Kami punya kenalan yang tidak pernah ke gereja apalagi ke acara remaja walaupun anak-anaknya terlibat. Dia selalu menjauhkan diri dari gereja. Dia bukan anti gereja, tetapi hanya acuh-tak-acuh. Pada malam pesta Natal pemuda, untuk pertama kalinya dia bersedia hadir. Saya sendiri heran, mengapa dia mau mengikuti acara tersebut, pada hal dulu tidak pernah sama sekali.

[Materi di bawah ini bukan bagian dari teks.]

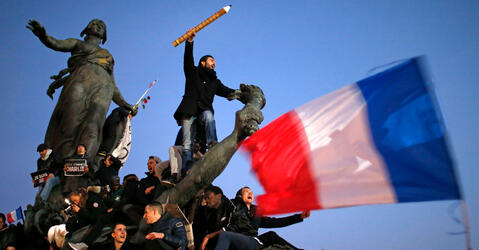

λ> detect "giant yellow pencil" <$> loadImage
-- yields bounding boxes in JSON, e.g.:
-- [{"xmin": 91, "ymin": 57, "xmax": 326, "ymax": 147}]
[{"xmin": 173, "ymin": 5, "xmax": 231, "ymax": 47}]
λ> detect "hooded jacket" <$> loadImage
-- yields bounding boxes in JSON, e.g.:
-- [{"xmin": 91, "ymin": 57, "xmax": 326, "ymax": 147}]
[
  {"xmin": 226, "ymin": 197, "xmax": 303, "ymax": 237},
  {"xmin": 173, "ymin": 41, "xmax": 234, "ymax": 125}
]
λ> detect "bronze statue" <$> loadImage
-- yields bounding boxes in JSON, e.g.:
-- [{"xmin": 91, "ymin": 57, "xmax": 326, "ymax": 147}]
[{"xmin": 26, "ymin": 19, "xmax": 134, "ymax": 162}]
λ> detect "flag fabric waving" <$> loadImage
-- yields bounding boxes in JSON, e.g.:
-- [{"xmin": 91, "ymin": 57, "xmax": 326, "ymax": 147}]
[
  {"xmin": 242, "ymin": 58, "xmax": 460, "ymax": 215},
  {"xmin": 7, "ymin": 207, "xmax": 23, "ymax": 224}
]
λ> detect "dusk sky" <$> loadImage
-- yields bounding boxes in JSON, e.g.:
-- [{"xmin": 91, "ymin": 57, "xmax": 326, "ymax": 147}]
[{"xmin": 0, "ymin": 0, "xmax": 479, "ymax": 250}]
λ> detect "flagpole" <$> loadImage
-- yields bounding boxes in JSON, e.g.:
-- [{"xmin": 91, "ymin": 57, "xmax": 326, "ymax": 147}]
[
  {"xmin": 20, "ymin": 206, "xmax": 25, "ymax": 225},
  {"xmin": 135, "ymin": 80, "xmax": 158, "ymax": 106},
  {"xmin": 460, "ymin": 199, "xmax": 472, "ymax": 250}
]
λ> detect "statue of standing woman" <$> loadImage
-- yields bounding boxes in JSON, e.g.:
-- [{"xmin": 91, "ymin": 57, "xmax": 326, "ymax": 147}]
[{"xmin": 26, "ymin": 19, "xmax": 136, "ymax": 167}]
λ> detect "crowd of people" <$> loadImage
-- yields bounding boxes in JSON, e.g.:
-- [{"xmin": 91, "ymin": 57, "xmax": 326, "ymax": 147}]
[{"xmin": 0, "ymin": 30, "xmax": 309, "ymax": 249}]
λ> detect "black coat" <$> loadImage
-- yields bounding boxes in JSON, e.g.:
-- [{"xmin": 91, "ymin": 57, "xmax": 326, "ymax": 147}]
[
  {"xmin": 66, "ymin": 192, "xmax": 107, "ymax": 232},
  {"xmin": 173, "ymin": 41, "xmax": 234, "ymax": 125},
  {"xmin": 37, "ymin": 151, "xmax": 63, "ymax": 176},
  {"xmin": 226, "ymin": 198, "xmax": 303, "ymax": 236},
  {"xmin": 99, "ymin": 107, "xmax": 130, "ymax": 153},
  {"xmin": 136, "ymin": 172, "xmax": 166, "ymax": 206},
  {"xmin": 146, "ymin": 214, "xmax": 188, "ymax": 249},
  {"xmin": 93, "ymin": 161, "xmax": 121, "ymax": 188}
]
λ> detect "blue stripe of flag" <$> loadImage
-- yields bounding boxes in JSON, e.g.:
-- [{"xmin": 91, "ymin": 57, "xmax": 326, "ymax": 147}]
[{"xmin": 358, "ymin": 58, "xmax": 460, "ymax": 202}]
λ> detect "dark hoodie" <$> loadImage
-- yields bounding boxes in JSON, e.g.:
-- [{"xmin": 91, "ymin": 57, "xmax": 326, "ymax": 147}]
[
  {"xmin": 174, "ymin": 41, "xmax": 234, "ymax": 125},
  {"xmin": 226, "ymin": 197, "xmax": 303, "ymax": 237}
]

Beberapa hari kemudian saya mendengar, kenalan saya itu mengajukan pinjaman uang dalam jumlah besar dari bank untuk perusahaannya. Baru saya mengerti mengapa dia bersedia mengikuti pesta Natal remaja tersebut.
Setiap Aktivitas Adalah Ibadah
Bapak M. Quraish Shihab menulis, “Memang, segala aktivitas manusia harus berakhir menjadi ibadah kepada-Nya, sedang puncak ibadah adalah Ihsan” (Tafsir Al-Mishbah, hal. 62). Tetapi apakah semuaIhsan (perbuatan baik, amal) sama harganya?
Walaupun Ihsan adalah puncak ibadah, Ihsan manakah yang diterima Allah? Mungkin Saudara menjawab, “Semuanya!” Kami merasa tidak demikian. Apakah Ihsan teman kami di atas diterima Allah? Jelas motivasinya untuk mendapat uang, bukan? Apakah Allah menerima Ihsan dengan motivasi ketamakan?
Mari kita melihat contoh lain. Seorang isteri bisa mempunyai dua tujuan dalam menyiapkan makanan enak dan nikmat bagi suaminya. Mungkin supaya dia diijinkan untuk bepergian. Mungkin juga tanpa alasan lain kecuali karena dia mengasihi suaminya. Pertanyaannya: Motivasi manakah yang lebih tinggi, murni, bagus dan lebih memberkati suaminya?
Ketulusan Dalam Beramal
Amal yang disajikan pada Allah dengan mengharapkan imbalan tidaklah dihargai Allah. Hanya amal yang dijalankan dengan tulus dan murni dipuji Allah.
Dengan kata lain, bila seorang beramal dengan tujuan meraih hak masuk sorga, apakah amal itu diterima Allah? Amal yang demikian tidak dilakukan karena kasih pada Allah. Tetapi untuk kepentingan diri sendiri, agar masuk sorga. Artinya, amal-amal (ihsan) yang dijalankan untuk diri sendiri ditolak Allah, bukan diterima Allah.
Situs www.isadanislam.com memuat cerpen mengenai “Wortel Untuk Raja” yang menolong kita mengerti pentingnya motivasi hati dalam beramal.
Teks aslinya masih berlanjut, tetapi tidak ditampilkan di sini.